Inheritance: A Memoir of Genealogy,
Paternity, and Love by Dani Shapiro
Knopf, 2019; 252 pp
Reviewed by Sarah J. Schlosser
I’ve read Dani Shapiro before; Still Writing is probably one of my favorite memoirs of the writing life on my shelf. But her latest memoir, Inheritance: A Memoir of Genealogy, Paternity, and Love, touched me in a way that I didn’t expect. I knew the premise: Shapiro took a genetic test on suggestion from her husband and was surprised to find out her parents were not who they said they were. However, the memoir does not stop at mistaken ancestry; Shapiro cannot help but demonstrate how our intuition works to assert us, how decades of doubt can be inherited as well as decades of assumption. Shapiro had spent over fifty years sitting in discomfort and doubt with “facts” she had no reason to doubt, and, with the communication of results compared with her half-sister, confirms that doubt, even though she was not seeking out the confirmation when she took the test.
That previously doubted intuition is what Shapiro utilizes when she starts the search for her true genetic history, even though the reader sees her cross back into doubting herself several times in the journey of discovery. Shapiro not only has to bridge the genetic truth, but a religious one, crossing from a strong Jewish heritage and continuing lineage with her son into finding herself reconciling her new discovery with Christianity. This beginning line of identity reaches out into other possible recklessness in not knowing her family’s secret: were there heredity health conditions at stake? Would she give herself away, and her new-found family away, in her mere mannerisms? Sorting the discovery itself, the path of finding family, and continuing to serve her work obligations, Shapiro does her best to set the record straight with medical professionals, including pain management for the stress of “shouldering” these events.
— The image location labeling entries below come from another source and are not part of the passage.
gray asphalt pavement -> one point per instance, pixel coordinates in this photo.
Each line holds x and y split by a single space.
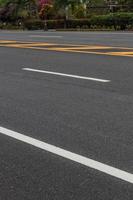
89 118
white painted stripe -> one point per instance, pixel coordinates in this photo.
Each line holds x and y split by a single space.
45 36
120 174
67 75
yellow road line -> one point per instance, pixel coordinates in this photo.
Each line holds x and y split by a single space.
68 48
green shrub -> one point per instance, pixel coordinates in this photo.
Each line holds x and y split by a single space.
118 21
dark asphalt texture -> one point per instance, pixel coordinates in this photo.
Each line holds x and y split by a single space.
89 118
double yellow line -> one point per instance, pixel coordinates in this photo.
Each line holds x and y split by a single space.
85 49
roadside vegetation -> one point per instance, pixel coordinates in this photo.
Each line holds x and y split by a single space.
66 14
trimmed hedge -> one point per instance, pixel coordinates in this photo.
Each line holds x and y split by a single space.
118 21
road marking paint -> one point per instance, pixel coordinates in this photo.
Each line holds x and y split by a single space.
72 48
112 171
67 75
46 36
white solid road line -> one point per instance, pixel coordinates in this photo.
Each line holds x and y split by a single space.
120 174
67 75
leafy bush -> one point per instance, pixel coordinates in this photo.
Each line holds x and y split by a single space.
118 21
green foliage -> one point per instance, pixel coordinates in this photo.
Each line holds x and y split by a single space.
119 21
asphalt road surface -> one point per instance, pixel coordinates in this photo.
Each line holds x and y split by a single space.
66 116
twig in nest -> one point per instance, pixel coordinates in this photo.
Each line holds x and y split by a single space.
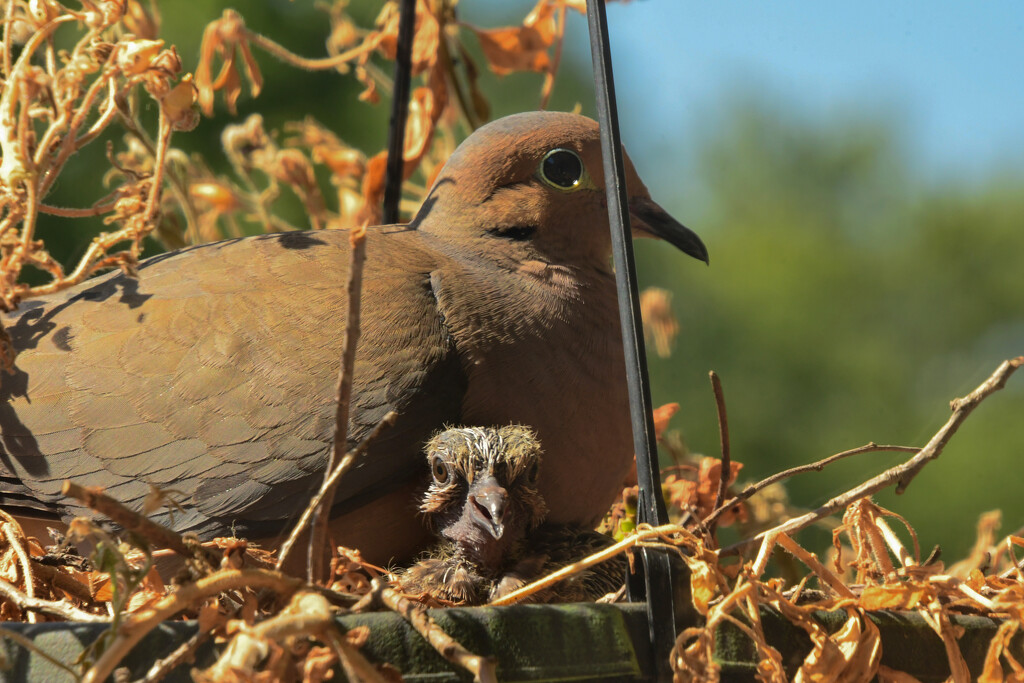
183 652
901 475
322 512
723 436
12 531
343 466
32 647
135 626
481 668
825 575
130 520
801 469
637 538
59 608
65 582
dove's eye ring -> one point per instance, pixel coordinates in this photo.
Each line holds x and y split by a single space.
562 169
441 470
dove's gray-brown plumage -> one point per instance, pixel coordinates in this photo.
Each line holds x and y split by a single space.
214 374
483 504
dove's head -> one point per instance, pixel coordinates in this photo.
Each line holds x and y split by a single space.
534 184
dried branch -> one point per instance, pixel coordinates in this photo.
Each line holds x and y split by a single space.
723 437
322 514
135 522
12 531
641 535
481 668
32 647
58 608
901 475
801 469
343 466
183 652
135 626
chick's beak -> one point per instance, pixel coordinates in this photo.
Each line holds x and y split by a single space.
487 505
648 219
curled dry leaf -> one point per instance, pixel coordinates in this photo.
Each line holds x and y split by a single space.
524 47
224 39
659 322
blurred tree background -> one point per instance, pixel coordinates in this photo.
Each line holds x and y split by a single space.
849 296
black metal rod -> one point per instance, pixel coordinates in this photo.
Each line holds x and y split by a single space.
399 111
650 506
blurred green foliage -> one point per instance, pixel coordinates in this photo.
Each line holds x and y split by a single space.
847 301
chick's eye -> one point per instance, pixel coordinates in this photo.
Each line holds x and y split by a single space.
562 169
440 470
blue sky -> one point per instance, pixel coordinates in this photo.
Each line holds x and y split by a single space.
949 75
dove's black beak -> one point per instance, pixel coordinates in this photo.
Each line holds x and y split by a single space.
487 500
650 220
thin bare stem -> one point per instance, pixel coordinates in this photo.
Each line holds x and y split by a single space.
289 57
322 515
725 473
183 652
135 626
901 475
343 466
67 212
159 535
801 469
11 531
32 647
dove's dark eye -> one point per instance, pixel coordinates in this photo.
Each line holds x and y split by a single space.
561 169
441 470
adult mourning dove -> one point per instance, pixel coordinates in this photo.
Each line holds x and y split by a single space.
214 374
483 503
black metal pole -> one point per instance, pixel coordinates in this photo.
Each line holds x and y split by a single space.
399 111
650 506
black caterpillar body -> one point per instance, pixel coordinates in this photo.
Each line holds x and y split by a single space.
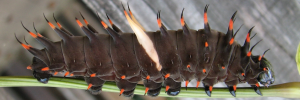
161 58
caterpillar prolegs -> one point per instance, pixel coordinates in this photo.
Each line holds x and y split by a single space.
161 58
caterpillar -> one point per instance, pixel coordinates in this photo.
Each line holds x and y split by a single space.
161 58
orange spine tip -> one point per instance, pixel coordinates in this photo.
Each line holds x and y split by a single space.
79 23
198 82
85 22
231 24
182 21
249 54
110 22
265 69
231 41
90 85
167 87
125 13
257 85
58 25
168 75
123 77
205 18
130 13
248 38
39 35
25 46
159 22
121 92
67 73
29 67
204 70
234 87
93 75
45 69
206 44
104 25
51 25
32 34
223 67
188 66
146 90
210 88
186 83
55 73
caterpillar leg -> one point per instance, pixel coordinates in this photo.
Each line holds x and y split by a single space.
94 84
232 90
256 89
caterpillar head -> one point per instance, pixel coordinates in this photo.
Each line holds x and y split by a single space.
42 77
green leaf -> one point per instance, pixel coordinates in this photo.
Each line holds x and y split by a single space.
298 58
288 90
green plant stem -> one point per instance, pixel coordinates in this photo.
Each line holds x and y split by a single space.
288 90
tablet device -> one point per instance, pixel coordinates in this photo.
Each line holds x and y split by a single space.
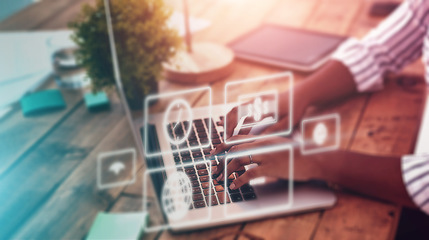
287 47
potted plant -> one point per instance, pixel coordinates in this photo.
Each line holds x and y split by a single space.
143 43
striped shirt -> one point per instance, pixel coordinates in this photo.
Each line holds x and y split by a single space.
399 40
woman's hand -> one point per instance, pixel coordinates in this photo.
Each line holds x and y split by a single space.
300 104
271 164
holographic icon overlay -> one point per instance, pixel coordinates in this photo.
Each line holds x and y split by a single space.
180 131
288 198
185 199
257 110
176 114
116 168
320 134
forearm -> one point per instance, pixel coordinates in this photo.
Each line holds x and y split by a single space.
333 81
376 176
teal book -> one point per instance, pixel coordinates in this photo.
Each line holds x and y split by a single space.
118 226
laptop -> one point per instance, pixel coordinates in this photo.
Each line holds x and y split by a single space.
183 166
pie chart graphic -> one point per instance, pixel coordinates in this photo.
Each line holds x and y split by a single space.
176 196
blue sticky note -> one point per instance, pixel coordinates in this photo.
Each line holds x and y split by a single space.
96 101
42 102
118 226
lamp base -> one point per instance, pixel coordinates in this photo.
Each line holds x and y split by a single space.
206 63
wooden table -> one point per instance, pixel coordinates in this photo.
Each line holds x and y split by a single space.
47 170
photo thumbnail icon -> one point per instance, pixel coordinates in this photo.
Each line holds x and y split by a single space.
116 168
320 134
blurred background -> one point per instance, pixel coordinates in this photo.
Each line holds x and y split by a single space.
59 111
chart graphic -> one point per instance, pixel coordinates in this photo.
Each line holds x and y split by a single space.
177 195
258 110
177 112
173 119
320 134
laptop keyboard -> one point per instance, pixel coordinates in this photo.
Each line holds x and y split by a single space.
199 172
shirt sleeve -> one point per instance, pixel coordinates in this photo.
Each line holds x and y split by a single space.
396 42
415 174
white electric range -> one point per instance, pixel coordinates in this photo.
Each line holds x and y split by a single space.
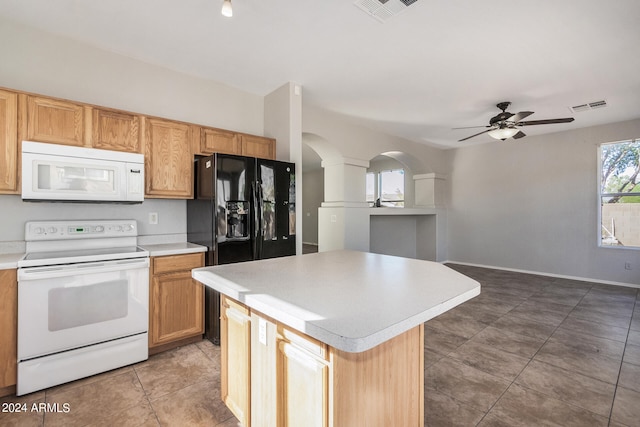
83 301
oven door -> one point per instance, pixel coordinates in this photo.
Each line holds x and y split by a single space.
74 305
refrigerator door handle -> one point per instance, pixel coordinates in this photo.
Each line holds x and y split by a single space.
254 203
259 224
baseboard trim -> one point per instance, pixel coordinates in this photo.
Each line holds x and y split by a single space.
540 273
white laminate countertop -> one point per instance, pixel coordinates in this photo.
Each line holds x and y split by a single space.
351 300
179 248
9 261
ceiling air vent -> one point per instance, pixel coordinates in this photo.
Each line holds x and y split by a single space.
383 9
589 106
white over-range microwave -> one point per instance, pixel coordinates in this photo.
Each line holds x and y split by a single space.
52 172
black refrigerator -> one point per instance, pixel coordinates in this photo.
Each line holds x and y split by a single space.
243 210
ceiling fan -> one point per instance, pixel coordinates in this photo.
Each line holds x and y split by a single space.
505 124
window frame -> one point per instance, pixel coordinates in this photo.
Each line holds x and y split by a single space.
377 187
602 195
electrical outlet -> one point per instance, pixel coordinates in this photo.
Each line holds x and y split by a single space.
153 217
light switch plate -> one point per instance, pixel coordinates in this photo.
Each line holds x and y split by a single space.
262 331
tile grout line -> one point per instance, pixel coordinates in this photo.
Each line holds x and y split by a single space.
533 356
615 390
146 395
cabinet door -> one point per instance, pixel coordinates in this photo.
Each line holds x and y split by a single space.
8 142
55 121
219 141
303 394
168 159
257 146
9 327
235 339
115 130
176 304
At one point she visits an acupuncturist, who helps with the procedure and with her mental struggle:
“Do you know the three great spiritual questions?”he asked . . . I lay on that table for what seemed like hours. Hanging on the wall next to me were several Eastern medicine diagrams of the human body. . . . Fine lines and and arrows dipped and swirled in elaborate patterns and channels that I found at once disconcerting and comforting. How had I lived my life without being able to answer that first and most fundamental of all questions: Who am I? Without the answer, how could I possibly have fully moved on to the others? Why am I here? . . . This was the challenge that had been set down at my feet. How shall I live?
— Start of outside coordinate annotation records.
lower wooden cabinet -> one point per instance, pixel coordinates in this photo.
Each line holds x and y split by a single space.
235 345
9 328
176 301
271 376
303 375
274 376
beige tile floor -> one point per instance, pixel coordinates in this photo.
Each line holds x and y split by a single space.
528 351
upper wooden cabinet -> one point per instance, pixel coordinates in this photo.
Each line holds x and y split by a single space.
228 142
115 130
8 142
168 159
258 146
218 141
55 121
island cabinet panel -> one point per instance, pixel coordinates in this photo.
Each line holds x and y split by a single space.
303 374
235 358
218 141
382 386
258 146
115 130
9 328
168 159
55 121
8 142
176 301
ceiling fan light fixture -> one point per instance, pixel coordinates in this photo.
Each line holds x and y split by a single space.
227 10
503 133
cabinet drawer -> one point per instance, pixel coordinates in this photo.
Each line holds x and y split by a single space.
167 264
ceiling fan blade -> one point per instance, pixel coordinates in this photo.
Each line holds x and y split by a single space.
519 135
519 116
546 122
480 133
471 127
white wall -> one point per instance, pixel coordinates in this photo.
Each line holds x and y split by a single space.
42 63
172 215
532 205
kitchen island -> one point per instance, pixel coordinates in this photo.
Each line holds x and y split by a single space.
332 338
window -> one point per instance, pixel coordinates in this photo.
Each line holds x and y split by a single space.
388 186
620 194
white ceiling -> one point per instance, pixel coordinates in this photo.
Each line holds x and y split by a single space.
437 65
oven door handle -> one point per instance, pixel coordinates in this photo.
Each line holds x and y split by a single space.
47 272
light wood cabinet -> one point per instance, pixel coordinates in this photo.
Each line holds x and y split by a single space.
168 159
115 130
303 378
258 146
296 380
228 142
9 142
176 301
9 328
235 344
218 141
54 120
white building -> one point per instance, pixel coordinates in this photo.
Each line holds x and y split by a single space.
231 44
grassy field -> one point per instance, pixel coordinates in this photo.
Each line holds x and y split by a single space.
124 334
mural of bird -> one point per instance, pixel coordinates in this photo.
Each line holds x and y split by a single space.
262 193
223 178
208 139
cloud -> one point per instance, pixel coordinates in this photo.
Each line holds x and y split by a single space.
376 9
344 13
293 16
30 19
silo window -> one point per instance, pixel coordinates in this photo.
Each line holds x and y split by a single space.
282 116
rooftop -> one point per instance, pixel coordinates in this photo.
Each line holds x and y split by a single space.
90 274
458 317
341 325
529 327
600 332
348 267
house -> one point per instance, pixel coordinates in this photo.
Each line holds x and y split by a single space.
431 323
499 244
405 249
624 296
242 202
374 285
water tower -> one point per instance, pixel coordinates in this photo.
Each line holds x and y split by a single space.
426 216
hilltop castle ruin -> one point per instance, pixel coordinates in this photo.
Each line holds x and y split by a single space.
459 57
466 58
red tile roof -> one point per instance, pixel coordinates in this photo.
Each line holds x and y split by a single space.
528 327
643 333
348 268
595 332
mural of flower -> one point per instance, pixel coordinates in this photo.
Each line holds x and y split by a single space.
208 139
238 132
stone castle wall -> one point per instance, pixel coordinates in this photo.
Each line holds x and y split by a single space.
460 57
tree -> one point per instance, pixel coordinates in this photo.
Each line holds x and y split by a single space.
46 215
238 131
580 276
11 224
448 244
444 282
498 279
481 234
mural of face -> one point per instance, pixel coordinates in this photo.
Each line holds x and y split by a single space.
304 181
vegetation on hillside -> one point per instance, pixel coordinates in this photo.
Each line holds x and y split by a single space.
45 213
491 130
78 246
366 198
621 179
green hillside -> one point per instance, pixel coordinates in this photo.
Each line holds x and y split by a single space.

Should the reader take a genetic test? That question is never posed by Shapiro. Her questions and her struggles still manage to stay universal for any number of applications. Did you doubt the calling that someone else had for you? Did you feel that something was off with a lifestyle choice? Did you try to blend in with something you could not possibly sustain blending in with? Shapiro gives credence to individual intuition and the quest to live as authentically as possible, in spite of how that instinct disrupts the world that others have created, or that the individual has bought into for the sake of family. This memoir is not only brave, but it gives courage license to the reader to embrace, in challenging environments of their own.